Die Ampelkoalition überlebt – und ihre Spitzen haben sich auf einen Entwurf für einen Haushalt geeinigt. Da steckt einiges Vernünftiges drin. Aber es könnte noch einige Überraschungen geben, kommentiert unser Korrespondent Tobias Peter.
Warum hat das alles so lange gedauert? Es handele sich um „so ein gelungenes Kunstwerk, dass wir darauf auch jedes bisschen Zeit verwenden wollten“, sagt Kanzler Olaf Scholz – ganz unbescheiden. Der Regierungsentwurf für den Haushalt 2025 ist ein Werk, das nach und nach enthüllt wird. Es ist noch nicht sicher, welche Überraschungen auf die Menschen im Land warten. Und: Der Haushaltsgesetzgeber ist das Parlament. Es wird noch Veränderungen geben.

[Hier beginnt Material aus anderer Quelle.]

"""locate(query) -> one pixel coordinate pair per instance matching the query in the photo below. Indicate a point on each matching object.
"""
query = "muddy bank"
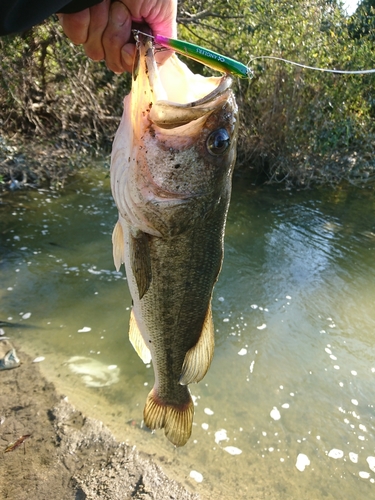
(68, 455)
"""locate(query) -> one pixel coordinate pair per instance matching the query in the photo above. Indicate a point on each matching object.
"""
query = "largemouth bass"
(171, 169)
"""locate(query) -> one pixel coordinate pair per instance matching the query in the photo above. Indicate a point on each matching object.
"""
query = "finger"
(76, 26)
(127, 56)
(116, 35)
(98, 22)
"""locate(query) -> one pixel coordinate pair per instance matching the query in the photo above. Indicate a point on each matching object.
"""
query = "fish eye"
(218, 141)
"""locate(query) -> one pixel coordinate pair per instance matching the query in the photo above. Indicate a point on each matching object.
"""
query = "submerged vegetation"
(298, 125)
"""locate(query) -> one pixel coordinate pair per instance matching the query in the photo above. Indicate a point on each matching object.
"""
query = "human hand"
(104, 30)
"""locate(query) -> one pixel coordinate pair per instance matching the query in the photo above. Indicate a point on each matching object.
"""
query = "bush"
(300, 125)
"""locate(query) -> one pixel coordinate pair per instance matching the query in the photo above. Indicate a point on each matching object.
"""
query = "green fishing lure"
(204, 56)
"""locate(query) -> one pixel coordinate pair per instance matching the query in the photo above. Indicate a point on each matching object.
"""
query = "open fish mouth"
(173, 105)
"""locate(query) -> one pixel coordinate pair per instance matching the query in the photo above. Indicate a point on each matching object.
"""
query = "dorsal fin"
(118, 245)
(198, 359)
(137, 341)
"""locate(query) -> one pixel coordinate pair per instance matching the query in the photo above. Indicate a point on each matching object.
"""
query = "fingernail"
(127, 55)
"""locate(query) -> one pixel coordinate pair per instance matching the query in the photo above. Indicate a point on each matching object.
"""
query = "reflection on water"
(286, 410)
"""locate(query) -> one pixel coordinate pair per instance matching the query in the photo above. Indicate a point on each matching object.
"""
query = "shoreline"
(73, 455)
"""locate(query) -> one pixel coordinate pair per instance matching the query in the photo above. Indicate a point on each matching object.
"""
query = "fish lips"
(170, 115)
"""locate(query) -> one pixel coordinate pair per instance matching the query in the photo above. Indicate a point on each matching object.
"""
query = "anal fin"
(177, 420)
(198, 359)
(118, 245)
(140, 261)
(137, 340)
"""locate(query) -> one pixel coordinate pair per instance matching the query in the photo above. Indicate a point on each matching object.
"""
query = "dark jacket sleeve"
(20, 15)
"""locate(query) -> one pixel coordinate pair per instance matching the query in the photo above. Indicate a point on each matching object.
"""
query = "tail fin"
(176, 420)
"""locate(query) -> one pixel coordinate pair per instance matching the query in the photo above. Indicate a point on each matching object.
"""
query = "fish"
(171, 167)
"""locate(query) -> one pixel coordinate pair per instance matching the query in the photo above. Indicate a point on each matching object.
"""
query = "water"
(286, 410)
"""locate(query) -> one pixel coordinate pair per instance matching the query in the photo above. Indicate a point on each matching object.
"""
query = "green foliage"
(49, 88)
(295, 122)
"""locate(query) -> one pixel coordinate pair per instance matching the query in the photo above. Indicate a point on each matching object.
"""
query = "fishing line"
(325, 70)
(226, 64)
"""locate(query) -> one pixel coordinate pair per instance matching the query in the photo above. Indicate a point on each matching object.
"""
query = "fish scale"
(171, 169)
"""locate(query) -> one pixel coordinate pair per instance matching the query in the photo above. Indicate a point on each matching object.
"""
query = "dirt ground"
(67, 456)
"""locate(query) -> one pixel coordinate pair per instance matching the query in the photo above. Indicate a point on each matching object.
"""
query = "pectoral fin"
(137, 341)
(118, 245)
(198, 359)
(140, 261)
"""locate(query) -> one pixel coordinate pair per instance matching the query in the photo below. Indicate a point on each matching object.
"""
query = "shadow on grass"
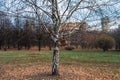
(42, 76)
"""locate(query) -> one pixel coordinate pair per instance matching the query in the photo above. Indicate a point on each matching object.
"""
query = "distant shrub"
(105, 42)
(69, 48)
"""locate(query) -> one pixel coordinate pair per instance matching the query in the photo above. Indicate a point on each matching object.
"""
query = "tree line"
(19, 34)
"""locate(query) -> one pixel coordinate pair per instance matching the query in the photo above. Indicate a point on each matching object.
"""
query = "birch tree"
(59, 12)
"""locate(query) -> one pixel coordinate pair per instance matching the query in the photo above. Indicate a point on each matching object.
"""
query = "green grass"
(65, 56)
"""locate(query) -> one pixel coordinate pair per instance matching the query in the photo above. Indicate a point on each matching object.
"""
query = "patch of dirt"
(42, 71)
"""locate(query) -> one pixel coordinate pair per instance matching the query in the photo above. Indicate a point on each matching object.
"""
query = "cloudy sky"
(93, 15)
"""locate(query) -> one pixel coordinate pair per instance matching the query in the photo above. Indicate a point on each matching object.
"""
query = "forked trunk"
(55, 67)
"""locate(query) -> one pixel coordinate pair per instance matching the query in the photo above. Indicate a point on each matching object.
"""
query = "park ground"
(74, 65)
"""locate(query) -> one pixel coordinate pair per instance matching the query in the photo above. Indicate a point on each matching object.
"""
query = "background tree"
(105, 42)
(116, 34)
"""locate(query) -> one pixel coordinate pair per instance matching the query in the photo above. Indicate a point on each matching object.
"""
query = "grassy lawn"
(74, 65)
(65, 56)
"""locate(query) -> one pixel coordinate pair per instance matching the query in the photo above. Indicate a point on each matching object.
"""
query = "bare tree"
(61, 11)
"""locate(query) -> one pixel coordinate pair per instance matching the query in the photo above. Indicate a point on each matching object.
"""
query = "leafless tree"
(61, 11)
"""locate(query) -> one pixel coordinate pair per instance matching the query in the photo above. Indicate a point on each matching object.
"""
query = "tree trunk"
(55, 67)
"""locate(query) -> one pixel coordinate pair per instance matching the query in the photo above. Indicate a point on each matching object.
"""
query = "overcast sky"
(113, 12)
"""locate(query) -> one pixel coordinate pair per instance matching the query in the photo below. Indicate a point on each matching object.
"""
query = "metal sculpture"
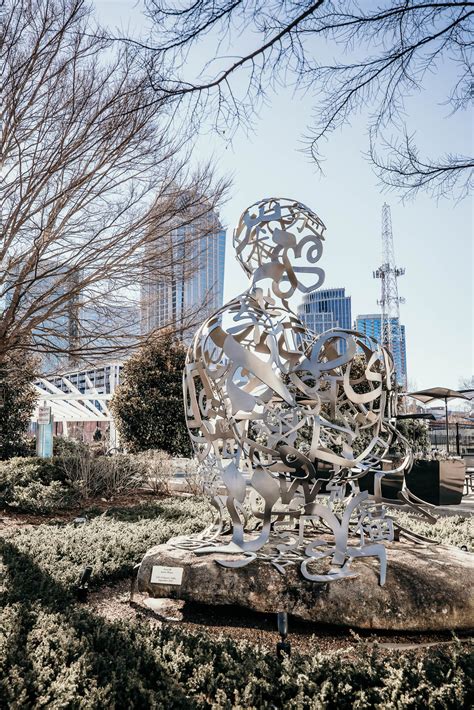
(278, 414)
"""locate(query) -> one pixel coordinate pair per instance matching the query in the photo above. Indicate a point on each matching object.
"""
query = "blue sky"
(433, 241)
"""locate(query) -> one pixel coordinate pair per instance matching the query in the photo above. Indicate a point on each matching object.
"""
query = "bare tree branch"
(384, 53)
(92, 176)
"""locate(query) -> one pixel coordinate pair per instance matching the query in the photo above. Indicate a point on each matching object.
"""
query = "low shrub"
(447, 530)
(158, 469)
(34, 485)
(112, 543)
(46, 485)
(102, 475)
(76, 659)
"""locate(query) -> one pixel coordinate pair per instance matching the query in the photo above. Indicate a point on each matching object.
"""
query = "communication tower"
(390, 301)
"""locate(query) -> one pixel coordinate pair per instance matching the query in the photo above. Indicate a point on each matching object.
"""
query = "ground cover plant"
(447, 530)
(55, 652)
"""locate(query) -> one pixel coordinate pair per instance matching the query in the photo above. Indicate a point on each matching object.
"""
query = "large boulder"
(428, 587)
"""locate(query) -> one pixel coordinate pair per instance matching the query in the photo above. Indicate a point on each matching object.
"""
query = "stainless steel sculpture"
(278, 414)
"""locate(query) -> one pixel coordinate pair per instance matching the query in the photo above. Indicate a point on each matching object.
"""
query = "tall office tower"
(325, 309)
(372, 324)
(192, 285)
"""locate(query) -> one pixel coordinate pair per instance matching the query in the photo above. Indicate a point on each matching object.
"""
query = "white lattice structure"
(81, 395)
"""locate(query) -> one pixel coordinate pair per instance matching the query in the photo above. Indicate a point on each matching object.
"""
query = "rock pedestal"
(428, 588)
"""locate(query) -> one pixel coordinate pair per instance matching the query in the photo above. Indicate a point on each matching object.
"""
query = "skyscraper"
(326, 308)
(371, 324)
(194, 280)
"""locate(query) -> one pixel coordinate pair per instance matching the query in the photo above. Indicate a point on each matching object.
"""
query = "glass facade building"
(326, 308)
(371, 324)
(185, 290)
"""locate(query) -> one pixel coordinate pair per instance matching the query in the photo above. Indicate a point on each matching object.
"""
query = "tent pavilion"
(434, 393)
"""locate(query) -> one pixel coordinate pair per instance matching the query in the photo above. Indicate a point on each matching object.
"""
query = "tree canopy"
(92, 172)
(380, 55)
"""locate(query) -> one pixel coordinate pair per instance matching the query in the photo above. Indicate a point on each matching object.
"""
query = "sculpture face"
(266, 397)
(281, 240)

Die Ampel lebt noch – und mit der ersten Einigung beim Haushalt ist es deutlich wahrscheinlicher geworden, dass sie es bis zum Ende der Legislaturperiode schafft. Viele Menschen sehen in der Koalition mittlerweile ein Kind, das man zu Hause besser nicht zu lang allein lässt. Eben, weil man hinterher die ganze Wohnung renovieren muss: wegen des, nun ja, „Gesamtkunstwerks“, das es dann an den Wänden hinterlässt. Der vorgelegte Haushalt ist kein großer Wurf. Er löst die perspektivischen Probleme bei der Finanzierung der Verteidigung sicher nicht. Aber in Zeiten, in denen in Frankreich große Veränderungen anstehen, ist er ein Zeichen der Stabilität.
Mehr Anreize für Beschäftigung
Es ist gut, dass Scholz, Vize-Kanzler Robert Habeck und Finanzminister Christian Lindner nicht nur nach möglichen Sparbeträgen gesucht haben. Die Spitzen der Ampelkoalition haben sich auch auf Maßnahmen verständigen können, die das Wachstum ankurbeln sollen: darunter beschleunigte Abschreibungen von Investitionen und eine verbesserte Forschungszulage. Dazu soll es Anreize für mehr Beschäftigung geben: sowohl für diejenigen, die schon Rente beziehen, als auch für Langzeitarbeitslose. Das ist die richtige Stoßrichtung.
Dass Scholz, Habeck und Lindner jetzt einen Haushaltsentwurf vorlegen, ohne die Schuldenbremse auszusetzen, war absehbar. Jeder, der Finanzminister Lindner kennt, muss gewusst haben, dass es so kommen würde – auch der Kanzler, der unter dem Druck der SPD stand, einen Notlagenbeschluss durchzusetzen. Das wäre aktuell auch ein juristisch sehr kippliges Instrument gewesen – für eine Koalition, deren Haushalt besser nicht noch einmal vom Verfassungsgericht verworfen werden sollte.
Sinnvoll wäre dagegen eine Reform der Schuldenbremse, die langfristig mehr Investitionen ermöglicht. Dafür bräuchte es aber auch die Zustimmung der Union. Es ist hochwahrscheinlich, dass sie da mitmacht – nur eben nicht, solange sie in der Opposition sitzt. Der Wunschtraum von CDU-Chef Friedrich Merz dürfte es sein, sich die Änderung, die er als Kanzler selbst dringend bräuchte, in Koalitionsverhandlungen von SPD oder Grünen abtrotzen zu lassen. Das ist taktisch klug. Besser für das Land wäre es allerdings, er würde sich jetzt bewegen.
Reale Verbesserungen für Kinder
Vernünftig ist, was sich in der Haushaltseinigung auch für die umstrittene Frage einer Kindergrundsicherung abzeichnet. Die einmal anvisierten 5000 zusätzlichen Stellen, mit denen das Extrageld nicht unwesentlich in die Verwaltung geflossen wäre, sind jedenfalls nicht geplant. Dafür gibt es reale Erhöhungen beim Kindergeld und beim Kindersofortzuschlag.
Die Dreierrunde aus Scholz, Habeck und Lindner hat zwar quälend lange verhandelt. Aber sie hat – auch wenn bis zum Ende immer wieder das Scheitern drohte – ein Ergebnis zustande gebracht. Sie ist vielleicht sogar das einzige Gremium in der Ampel, das funktioniert. Die drei Parteien, die sich gegenseitig fürchterlich nerven, werden im kommenden Jahr weiter auseinander driften. Für alle drei ist allerdings eins entscheidend für die Frage, ob sie wieder aus dem Umfragetief kommen: Deutschland braucht deutlich mehr Wirtschaftswachstum und Zukunftszuversicht. Es bleiben viele Fragezeichen.